GAZİNOYA ÇEVRİLEN CAMİLERE KAÇ KERE İTİRAZ ETTİNİZ?
Sadece bizler için değil, gelecek nesillerin üzerinden de bir lanet kalkmış oldu. Netice itibariyle yıllardır her doğan nesil o mirasın sahibi olarak o laneti üzerinde taşımak zorunda kalıyordu. Mahkûmiyetti. Anadolu’nun inanç ve fetih ruhunun hapsedildiği bir zindana dönüştürülmüştü.
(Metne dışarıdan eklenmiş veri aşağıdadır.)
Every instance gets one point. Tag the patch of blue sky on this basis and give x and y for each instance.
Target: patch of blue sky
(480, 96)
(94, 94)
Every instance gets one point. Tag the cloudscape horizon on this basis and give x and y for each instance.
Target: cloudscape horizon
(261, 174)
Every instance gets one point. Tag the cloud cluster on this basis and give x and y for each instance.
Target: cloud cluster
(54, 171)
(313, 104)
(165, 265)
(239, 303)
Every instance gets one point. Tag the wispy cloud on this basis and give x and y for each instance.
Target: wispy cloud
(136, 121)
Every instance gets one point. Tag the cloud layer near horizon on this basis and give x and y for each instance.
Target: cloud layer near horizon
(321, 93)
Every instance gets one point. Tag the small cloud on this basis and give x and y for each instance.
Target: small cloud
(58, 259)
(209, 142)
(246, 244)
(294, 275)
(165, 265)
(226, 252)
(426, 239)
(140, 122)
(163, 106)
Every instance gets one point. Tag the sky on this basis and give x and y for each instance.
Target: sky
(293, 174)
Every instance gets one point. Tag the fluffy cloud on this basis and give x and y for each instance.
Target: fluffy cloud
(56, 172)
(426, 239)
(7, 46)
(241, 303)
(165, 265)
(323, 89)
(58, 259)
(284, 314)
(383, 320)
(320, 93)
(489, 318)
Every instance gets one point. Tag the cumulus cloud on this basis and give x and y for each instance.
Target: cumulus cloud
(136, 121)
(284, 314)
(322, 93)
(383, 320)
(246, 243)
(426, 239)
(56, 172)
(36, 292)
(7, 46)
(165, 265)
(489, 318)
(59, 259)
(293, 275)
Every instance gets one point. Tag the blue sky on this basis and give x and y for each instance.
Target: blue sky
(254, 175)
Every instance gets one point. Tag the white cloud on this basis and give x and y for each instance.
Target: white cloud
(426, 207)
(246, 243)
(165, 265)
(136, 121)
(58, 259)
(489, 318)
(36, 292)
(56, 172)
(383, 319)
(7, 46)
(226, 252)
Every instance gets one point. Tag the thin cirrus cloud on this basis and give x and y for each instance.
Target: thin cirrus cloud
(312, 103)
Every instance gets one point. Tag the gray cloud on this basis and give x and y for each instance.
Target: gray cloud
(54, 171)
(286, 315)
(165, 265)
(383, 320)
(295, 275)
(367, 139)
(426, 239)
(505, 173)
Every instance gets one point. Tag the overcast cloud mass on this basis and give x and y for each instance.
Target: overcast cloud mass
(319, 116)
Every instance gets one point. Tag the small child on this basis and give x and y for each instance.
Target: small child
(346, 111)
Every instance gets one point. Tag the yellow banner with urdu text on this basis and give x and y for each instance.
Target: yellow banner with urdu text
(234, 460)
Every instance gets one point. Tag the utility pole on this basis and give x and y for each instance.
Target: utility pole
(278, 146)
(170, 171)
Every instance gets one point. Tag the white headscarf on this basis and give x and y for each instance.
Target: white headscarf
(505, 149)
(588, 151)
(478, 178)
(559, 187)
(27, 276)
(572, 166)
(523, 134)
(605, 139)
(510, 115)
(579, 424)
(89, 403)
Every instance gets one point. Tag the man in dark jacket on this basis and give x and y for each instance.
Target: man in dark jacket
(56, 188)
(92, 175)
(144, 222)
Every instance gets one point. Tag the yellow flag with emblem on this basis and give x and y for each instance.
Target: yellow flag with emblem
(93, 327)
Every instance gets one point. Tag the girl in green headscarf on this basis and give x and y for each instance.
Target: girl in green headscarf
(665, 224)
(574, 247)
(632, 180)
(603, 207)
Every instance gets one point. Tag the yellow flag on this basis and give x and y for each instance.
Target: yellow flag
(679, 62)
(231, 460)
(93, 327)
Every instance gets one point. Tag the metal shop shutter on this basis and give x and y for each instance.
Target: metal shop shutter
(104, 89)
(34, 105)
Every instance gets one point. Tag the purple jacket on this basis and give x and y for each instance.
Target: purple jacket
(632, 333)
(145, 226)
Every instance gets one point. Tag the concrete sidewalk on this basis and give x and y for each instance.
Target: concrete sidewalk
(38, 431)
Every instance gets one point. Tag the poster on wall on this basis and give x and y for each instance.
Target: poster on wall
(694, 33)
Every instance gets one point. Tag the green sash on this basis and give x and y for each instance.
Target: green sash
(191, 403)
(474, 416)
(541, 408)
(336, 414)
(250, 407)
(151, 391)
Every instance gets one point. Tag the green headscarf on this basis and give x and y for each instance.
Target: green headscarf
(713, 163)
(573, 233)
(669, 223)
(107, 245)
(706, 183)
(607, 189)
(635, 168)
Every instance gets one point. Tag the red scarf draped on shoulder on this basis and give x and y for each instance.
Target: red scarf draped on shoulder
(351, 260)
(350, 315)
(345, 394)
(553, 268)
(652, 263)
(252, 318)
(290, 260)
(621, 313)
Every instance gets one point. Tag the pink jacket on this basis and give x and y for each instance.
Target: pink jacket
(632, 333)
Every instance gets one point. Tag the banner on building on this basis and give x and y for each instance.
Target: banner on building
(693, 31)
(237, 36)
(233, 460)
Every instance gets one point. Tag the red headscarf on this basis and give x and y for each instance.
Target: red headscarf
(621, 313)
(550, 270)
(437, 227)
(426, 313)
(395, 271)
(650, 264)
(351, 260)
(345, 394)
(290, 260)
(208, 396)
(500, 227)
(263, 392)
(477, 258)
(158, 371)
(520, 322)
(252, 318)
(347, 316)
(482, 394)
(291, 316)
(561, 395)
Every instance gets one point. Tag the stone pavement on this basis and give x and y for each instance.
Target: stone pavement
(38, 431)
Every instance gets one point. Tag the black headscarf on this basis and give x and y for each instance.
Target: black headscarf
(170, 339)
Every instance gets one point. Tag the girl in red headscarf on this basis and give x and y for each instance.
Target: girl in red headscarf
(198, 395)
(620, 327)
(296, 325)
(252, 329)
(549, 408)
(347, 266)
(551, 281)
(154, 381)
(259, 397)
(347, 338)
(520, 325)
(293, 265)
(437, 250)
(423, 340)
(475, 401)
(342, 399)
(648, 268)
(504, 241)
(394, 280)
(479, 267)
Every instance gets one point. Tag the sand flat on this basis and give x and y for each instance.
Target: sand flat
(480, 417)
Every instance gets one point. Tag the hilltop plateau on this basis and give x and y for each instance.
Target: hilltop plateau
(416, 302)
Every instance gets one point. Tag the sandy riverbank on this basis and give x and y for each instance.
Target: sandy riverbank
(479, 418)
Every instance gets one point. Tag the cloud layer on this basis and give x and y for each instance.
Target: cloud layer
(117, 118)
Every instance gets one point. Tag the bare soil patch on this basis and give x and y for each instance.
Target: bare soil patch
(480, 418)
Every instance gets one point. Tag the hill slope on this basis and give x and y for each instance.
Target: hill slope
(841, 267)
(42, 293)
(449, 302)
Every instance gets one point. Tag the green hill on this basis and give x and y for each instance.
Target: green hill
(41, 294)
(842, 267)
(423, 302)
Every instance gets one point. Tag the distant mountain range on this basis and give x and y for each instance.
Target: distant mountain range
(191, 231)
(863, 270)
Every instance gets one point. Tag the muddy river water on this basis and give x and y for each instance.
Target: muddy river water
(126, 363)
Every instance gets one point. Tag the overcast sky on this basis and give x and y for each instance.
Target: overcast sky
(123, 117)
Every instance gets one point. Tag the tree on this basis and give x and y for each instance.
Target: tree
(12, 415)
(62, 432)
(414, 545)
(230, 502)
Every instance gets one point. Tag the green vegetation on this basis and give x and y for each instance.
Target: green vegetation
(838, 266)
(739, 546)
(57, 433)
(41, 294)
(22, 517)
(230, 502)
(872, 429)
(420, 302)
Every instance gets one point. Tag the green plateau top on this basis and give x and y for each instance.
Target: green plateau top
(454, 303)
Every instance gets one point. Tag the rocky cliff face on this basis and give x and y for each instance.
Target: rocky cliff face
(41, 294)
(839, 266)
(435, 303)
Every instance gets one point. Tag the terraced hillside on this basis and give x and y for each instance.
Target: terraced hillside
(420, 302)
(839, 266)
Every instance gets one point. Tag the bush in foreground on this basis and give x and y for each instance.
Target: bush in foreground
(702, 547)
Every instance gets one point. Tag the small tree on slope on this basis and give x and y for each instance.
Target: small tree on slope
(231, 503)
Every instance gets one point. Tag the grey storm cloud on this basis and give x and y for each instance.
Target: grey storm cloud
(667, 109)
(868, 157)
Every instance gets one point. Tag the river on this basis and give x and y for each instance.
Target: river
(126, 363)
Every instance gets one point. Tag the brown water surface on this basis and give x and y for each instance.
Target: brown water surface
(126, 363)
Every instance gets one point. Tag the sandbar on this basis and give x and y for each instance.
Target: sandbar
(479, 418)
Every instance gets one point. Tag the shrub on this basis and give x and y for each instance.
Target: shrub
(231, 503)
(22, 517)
Ben bu çifte standarttan çok rahatsızlık duyuyorum. Kimi diyor ki “Bura müze kalmalıydı. Evveliyatı kiliseydi”. Kendini çok hümanist addeden insan haklarına, din haklarına, sanatsal eserlere çok saygı duyduğunu iddia eden insanlar bunlar. Ve itiraz ediyorlar buranın tekrar ibadete açılmasına. Bu adamlar Endülüs’te Kurtuba Camii’nin kiliseye çevrilmesine kaç kere itiraz ettiler. Bakacaksınız o insanların televizyonlarda konuşmalarına bir kere itiraz etmişlerse otursun konuşsunlar ben de inanayım. Yalan söylüyorlar. Olay şu ki, inanan insanların, Fatih Sultan Mehmed’e saygı duyanların lehine gelişen bir karar olması sebebiyle bundan rahatsızlık duyuyorlar. Ya hu Kurtuba Camii’nin kilise olmasına, katedral olmasına kaç kere karşı çıktınız? Ayrıca Bulgaristan’da gazinoya çevrilen camiler, Yunanistan’da sinemaya çevrilen mabedler için kaç kere itiraz ettiniz. Kaç kere vicdanınız sızladı?
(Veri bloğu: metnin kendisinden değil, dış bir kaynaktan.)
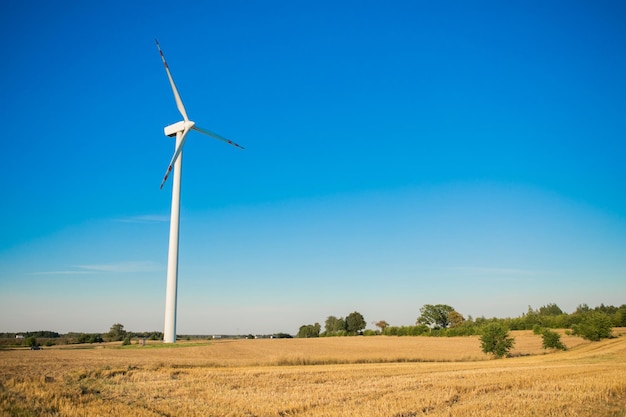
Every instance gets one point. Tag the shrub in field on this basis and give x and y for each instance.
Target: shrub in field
(593, 326)
(495, 339)
(552, 340)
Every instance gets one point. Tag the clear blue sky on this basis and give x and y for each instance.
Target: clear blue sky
(397, 154)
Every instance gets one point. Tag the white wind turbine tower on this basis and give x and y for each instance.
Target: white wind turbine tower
(179, 130)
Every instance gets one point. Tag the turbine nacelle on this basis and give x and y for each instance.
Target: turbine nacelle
(181, 126)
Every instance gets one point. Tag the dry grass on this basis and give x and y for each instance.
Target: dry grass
(358, 376)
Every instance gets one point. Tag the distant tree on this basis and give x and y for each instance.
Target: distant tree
(382, 325)
(593, 326)
(355, 323)
(117, 332)
(309, 330)
(435, 315)
(552, 340)
(31, 341)
(334, 325)
(550, 310)
(455, 318)
(495, 339)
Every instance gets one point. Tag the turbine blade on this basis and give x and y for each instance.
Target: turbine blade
(216, 136)
(174, 157)
(179, 102)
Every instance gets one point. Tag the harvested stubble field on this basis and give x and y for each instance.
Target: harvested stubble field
(356, 376)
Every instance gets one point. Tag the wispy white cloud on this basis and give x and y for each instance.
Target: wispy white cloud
(140, 266)
(66, 272)
(146, 218)
(116, 267)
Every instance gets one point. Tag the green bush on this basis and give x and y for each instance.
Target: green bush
(593, 326)
(495, 340)
(552, 340)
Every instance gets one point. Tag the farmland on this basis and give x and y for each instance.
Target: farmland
(348, 376)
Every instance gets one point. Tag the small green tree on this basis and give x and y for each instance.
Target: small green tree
(334, 325)
(382, 325)
(309, 330)
(435, 315)
(593, 326)
(495, 339)
(117, 332)
(552, 340)
(31, 342)
(355, 323)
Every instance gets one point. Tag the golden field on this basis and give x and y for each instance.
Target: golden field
(347, 376)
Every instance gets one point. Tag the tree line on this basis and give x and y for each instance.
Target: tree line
(443, 320)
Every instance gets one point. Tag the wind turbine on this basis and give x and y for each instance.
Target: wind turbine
(178, 130)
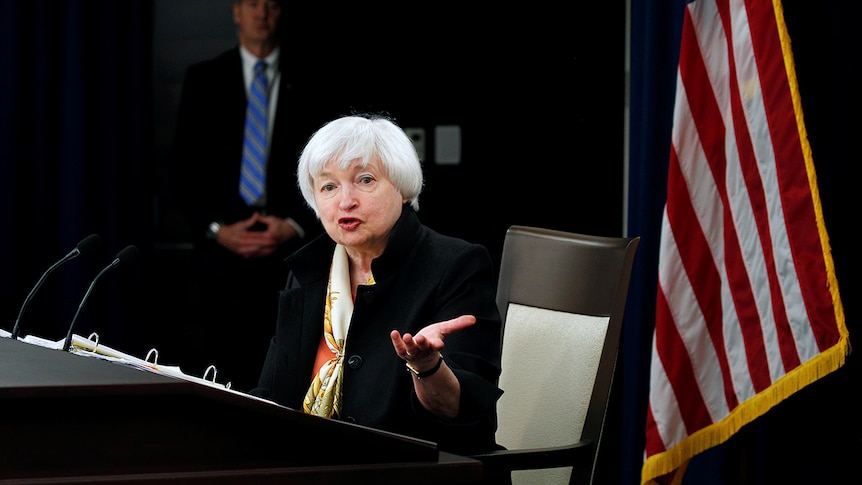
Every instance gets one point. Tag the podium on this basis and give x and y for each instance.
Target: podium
(73, 419)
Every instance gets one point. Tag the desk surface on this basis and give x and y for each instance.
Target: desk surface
(74, 419)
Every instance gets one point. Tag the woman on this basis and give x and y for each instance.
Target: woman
(384, 322)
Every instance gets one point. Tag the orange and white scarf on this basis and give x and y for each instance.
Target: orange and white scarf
(324, 395)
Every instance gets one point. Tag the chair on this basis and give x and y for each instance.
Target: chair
(562, 297)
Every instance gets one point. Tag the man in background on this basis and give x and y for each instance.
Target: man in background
(243, 221)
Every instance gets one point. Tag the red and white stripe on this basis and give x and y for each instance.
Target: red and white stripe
(745, 284)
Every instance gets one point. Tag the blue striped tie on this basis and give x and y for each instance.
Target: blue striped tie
(253, 169)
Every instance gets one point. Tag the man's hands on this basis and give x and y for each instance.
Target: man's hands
(240, 239)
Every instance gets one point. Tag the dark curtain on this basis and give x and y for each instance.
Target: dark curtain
(75, 138)
(813, 436)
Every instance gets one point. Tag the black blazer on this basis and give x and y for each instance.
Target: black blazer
(207, 149)
(421, 278)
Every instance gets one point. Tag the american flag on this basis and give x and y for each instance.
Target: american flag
(748, 310)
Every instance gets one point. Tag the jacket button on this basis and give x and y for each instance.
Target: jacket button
(354, 361)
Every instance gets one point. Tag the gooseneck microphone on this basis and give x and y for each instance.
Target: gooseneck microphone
(86, 246)
(130, 253)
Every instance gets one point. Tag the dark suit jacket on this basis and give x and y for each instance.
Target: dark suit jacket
(234, 292)
(422, 278)
(207, 149)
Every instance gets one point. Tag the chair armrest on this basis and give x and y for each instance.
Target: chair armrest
(536, 458)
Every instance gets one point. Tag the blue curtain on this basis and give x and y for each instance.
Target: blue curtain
(75, 132)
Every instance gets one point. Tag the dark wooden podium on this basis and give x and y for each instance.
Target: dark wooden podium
(68, 418)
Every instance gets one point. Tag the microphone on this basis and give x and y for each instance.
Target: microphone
(86, 246)
(127, 255)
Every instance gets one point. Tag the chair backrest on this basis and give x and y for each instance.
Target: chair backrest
(562, 297)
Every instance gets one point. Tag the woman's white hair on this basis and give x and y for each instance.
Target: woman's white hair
(361, 139)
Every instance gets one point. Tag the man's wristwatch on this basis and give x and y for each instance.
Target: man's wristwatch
(213, 230)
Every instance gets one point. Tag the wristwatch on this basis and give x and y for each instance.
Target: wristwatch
(428, 373)
(213, 229)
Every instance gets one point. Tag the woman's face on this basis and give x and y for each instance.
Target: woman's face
(357, 206)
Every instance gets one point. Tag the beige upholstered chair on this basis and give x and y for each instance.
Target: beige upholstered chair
(562, 297)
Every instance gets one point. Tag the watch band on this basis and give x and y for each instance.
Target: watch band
(427, 373)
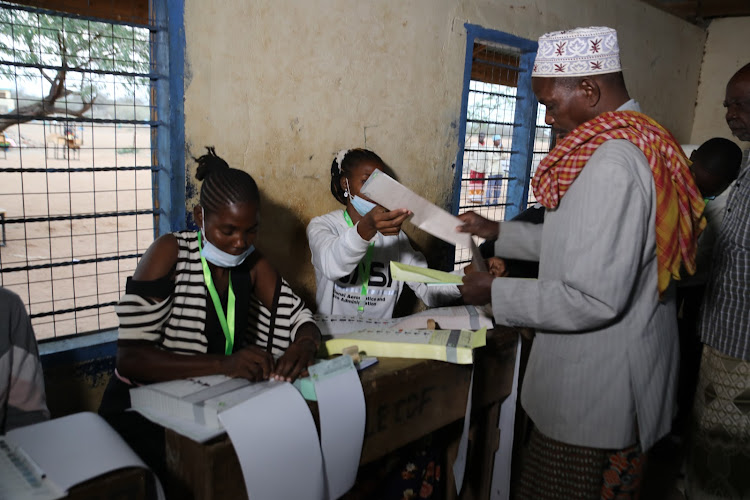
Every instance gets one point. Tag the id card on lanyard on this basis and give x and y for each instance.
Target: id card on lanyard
(364, 269)
(226, 321)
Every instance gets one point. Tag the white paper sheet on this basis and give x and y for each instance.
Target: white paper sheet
(76, 448)
(459, 466)
(388, 192)
(277, 444)
(341, 407)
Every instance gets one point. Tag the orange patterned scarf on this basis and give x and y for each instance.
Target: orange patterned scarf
(679, 203)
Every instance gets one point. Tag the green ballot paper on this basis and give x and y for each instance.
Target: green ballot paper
(405, 272)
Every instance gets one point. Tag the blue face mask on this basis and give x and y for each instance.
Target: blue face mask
(361, 205)
(219, 257)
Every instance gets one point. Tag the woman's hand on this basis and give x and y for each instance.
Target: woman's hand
(380, 220)
(251, 363)
(298, 356)
(479, 226)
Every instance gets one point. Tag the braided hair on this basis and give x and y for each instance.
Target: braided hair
(223, 185)
(350, 160)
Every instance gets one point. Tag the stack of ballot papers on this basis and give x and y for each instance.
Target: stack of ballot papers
(405, 272)
(454, 346)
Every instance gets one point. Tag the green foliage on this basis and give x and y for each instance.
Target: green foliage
(64, 44)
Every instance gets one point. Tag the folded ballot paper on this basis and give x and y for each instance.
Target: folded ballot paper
(405, 272)
(453, 346)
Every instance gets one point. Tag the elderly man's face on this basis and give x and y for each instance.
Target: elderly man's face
(566, 105)
(737, 103)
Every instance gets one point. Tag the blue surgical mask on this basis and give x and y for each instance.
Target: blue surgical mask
(219, 257)
(361, 205)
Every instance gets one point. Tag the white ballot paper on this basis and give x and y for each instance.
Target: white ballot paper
(277, 444)
(341, 407)
(73, 449)
(388, 192)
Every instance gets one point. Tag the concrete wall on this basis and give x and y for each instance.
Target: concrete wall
(726, 52)
(278, 86)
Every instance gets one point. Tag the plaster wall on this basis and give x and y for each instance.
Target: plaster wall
(279, 86)
(726, 52)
Bu sorunun cevabı bir turnusol kâğıdı tutuyor aslında nerede durduğunu, neyi savunmuş olduğunu açık, net ortaya koyuyor ki. Sadece Kurtuba bir tane örnek, çok fazla örnek var. Bu bizim iç acımız aslında, bu da bizi üzüyor.
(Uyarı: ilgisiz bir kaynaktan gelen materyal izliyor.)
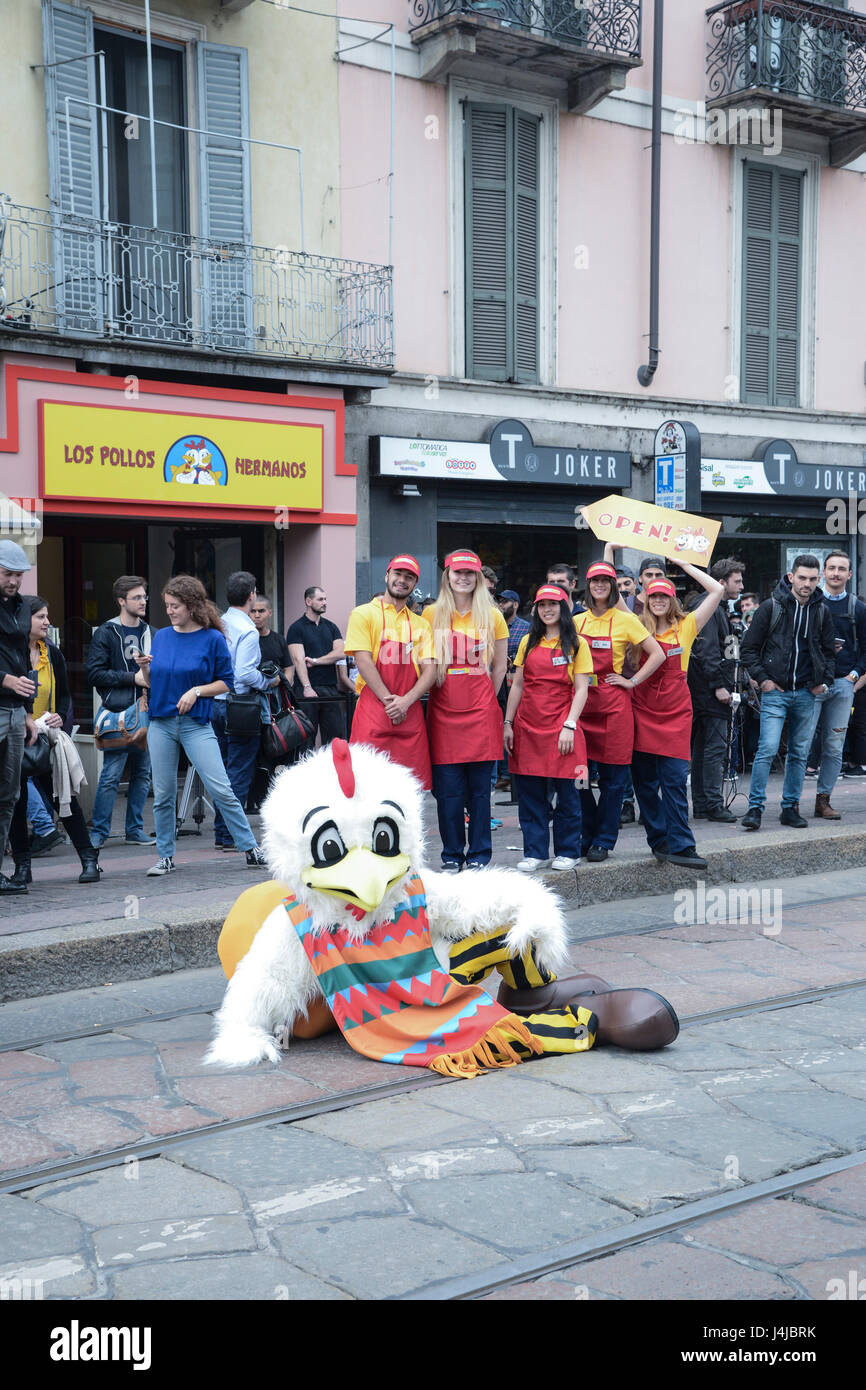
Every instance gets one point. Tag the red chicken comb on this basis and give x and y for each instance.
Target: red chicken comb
(342, 761)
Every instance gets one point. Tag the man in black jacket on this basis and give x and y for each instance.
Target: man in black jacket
(15, 690)
(790, 651)
(711, 683)
(113, 670)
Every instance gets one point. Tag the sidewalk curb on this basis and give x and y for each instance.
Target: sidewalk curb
(113, 951)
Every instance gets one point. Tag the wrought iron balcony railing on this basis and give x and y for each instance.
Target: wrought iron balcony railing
(610, 28)
(89, 278)
(798, 49)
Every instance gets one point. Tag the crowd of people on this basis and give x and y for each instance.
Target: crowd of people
(640, 692)
(635, 694)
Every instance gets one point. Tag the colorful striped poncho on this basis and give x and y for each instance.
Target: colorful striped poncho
(395, 1004)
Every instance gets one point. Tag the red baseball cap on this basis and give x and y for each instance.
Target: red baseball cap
(601, 570)
(405, 562)
(551, 591)
(462, 560)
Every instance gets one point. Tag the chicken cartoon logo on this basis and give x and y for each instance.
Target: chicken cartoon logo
(690, 540)
(196, 462)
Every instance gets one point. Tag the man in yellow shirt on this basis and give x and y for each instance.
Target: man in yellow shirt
(392, 649)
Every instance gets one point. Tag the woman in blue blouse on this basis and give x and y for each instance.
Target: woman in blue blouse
(189, 663)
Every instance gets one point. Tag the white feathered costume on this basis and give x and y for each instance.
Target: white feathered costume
(321, 841)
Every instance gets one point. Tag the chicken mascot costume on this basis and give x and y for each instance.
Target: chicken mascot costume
(356, 933)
Biz önümüze bakacağız. Hani dünyanın değişmeyen bir düzeni var. İt ürür, kervan yürür. Kim ne söylüyorsa söylesin. Kim neye itiraz ediyorsa etsin. Burası bir Müslüman ülke ve ma’şeri vicdan dediğimiz, toplumun ortak vicdanı olarak kabul ettiğimiz vicdan var. Bir meselemiz var bizim. Evet bu toplumun ortak vicdanı da buranın ibadete açılmasından yanaydı. Bir referandum yapılmış olsaydı eminim ki toplumun yüzde 90’ı Ayasofya’nın ibadete açılmasından yana olurdu.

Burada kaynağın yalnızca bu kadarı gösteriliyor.